Masyarakat Palu Minta Polisi Tindak Oknum di Balik Peredaran Miras dan Narkotika
DIKSIMERDEKA.COM, PALU – Masyarakat Kota Palu meminta aparat kepolisian untuk menindak tegas oknum yang membekingi peredaran serta pengguna minuman keras dan narkotika jelang bulan Ramadhan.
Permintaan ini disampaikan pada saat acara ‘Jumat Curhat’ bersama Kapolda Sulawesi Tengah yang digelar Polresta Palu melalui Polsek Palu Barat di salah satu Warung Kopi di Kelurahan Kamonji Palu Barat, Jumat, (3/3/2023).
“Menjelang Bulan Ramadhan kami meminta agar Polisi melakukan Sosialisasi terkait beredarnya Miras dan penanganan peredaran narkoba,“ ungkap seorang warga Kota Palu, Usman.

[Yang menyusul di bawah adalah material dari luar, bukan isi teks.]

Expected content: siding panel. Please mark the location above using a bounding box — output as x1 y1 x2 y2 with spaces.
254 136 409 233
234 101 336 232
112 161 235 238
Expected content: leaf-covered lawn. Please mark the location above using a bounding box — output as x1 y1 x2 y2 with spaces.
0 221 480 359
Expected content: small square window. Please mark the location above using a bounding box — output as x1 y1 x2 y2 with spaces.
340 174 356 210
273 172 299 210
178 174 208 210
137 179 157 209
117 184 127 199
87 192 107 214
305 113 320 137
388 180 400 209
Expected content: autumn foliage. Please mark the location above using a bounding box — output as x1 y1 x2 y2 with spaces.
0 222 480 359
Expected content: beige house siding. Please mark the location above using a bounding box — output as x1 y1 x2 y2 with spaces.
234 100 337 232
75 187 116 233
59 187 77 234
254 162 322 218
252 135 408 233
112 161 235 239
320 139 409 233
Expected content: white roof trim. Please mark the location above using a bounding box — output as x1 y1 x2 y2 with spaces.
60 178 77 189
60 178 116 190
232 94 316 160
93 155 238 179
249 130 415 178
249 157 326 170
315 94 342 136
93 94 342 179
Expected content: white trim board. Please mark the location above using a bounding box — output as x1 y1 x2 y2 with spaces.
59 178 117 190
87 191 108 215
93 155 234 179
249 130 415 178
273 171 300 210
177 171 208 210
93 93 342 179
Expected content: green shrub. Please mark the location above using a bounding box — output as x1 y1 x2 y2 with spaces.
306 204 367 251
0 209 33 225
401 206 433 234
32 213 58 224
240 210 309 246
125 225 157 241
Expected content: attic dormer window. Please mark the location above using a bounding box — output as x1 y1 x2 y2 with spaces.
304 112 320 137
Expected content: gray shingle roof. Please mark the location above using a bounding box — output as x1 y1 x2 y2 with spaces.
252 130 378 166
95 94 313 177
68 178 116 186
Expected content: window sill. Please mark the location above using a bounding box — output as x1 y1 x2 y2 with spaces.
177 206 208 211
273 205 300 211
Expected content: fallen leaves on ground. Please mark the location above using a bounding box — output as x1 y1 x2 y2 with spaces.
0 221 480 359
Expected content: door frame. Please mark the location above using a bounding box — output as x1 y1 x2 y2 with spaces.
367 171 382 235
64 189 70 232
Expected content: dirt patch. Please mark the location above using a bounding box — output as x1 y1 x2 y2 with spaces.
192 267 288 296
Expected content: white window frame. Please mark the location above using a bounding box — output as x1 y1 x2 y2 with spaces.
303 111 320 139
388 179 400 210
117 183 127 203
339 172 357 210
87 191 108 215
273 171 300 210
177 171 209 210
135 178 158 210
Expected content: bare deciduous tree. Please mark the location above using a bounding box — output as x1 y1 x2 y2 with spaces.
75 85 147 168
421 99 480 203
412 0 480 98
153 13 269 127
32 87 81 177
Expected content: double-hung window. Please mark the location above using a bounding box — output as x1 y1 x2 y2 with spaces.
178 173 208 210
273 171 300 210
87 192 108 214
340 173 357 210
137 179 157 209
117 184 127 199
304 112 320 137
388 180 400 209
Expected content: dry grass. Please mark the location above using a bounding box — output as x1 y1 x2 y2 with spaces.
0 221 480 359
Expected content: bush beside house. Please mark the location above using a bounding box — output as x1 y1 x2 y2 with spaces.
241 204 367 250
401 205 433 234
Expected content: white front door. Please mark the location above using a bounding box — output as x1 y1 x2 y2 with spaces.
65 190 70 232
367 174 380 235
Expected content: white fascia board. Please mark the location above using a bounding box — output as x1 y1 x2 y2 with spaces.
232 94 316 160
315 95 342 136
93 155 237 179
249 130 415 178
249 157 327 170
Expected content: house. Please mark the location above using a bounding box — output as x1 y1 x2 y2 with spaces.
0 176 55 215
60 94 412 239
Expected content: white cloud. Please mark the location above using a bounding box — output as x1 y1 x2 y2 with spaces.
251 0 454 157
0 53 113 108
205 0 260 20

Sementara itu warga Kota Palu lainya, Ahmad Tumu, Munajat Rifai, dan Siranindi bersama-sama menyampaikan agar polisi bisa menertibkan kendaraan yang muatannya melebihi kapasitas, sehingga tidak mengganggu pengguna jalan lainnya.
“Bagaimana penanganan kasus pencurian yang kerugiannya dibawah Rp 2 juta dan dalam penerimaan polisi apakah ada prioritas bagi putra-putri daerah,” ungkap mereka.
Menanggapi permintaan dari masyarakat tersebut, Kabagops Polresta Palu, Kompol. Romi menjelaskan Polri sudah melakukan kegiatan berupa operasi pekat sebagai salah satu rangkaian kegiatan menyambut bulan suci Ramadhan.
“Menjelang Bulan Ramadhan Polresta Palu akan melaksanakan Operasi Pekat dalam menciptakan situasi Kamtibmas yang aman, tenang, nyaman selama bulan Puasa. “ jelasnya.
Sedangkan untuk masalah mobil truk yang melebihi kapasitas muatan, satuan lalulintas Polresta Palu sudah melaksanakannya sosialisasi dan penindakan, yang berkoordinasi dengan Dinas Perhubungan Kota Palu.
Selanjutnya, Kasat Reskrim Narkoba AKP Marten Tanda dan Kasat Reskrim AKP Ferdinand Rumberi menanggapi pernyataan masyarakat tersebut menyampaikan Polda Sulteng serius dalam penanganan peredaran narkoba.
“Namun, yang terpenting solusi pencegahannya. Hal Ini untuk membentengi masyarakat khususnya bagi anak-anak perlu adanya edukasi tentang bahaya narkoba,” terangnya,” terangnya.
Kemudian, terkait pencurian yang besaran kerugiannya di bawah Rp 2.500.000, pihak polisi tetap akan menindaklanjuti laporannya sesuai Undang-undang yang berlaku.
Terakhir, Kombes Polisi Djoko Winarto menerangkan bahwa kegiatan ‘jumat curhat’ dilaksanakan sebagai bentuk komunikasi langsung masyarakat dan Polri untuk menerima masukan saran dan kritikan dalam melaksanakan tugasnya.
“Melalui kegiatan curhat ini Polri dapat mengetahui secara langsung permasalahan yang terjadi di masyarakat,“ Kata Kombes Polisi Djoko Winarto.
Senada dengan hal tersebut, Kapolsek Palu Barat AKP Rustang menjelaskan giat “Jumat Curhat” yang dilaksanakan merupakan salah satu program Kapolri dan dilaksanakan Polresta Palu yg bertujuan untuk mendengarkan aspirasi atau keluhan masyarakat demi perbaikan.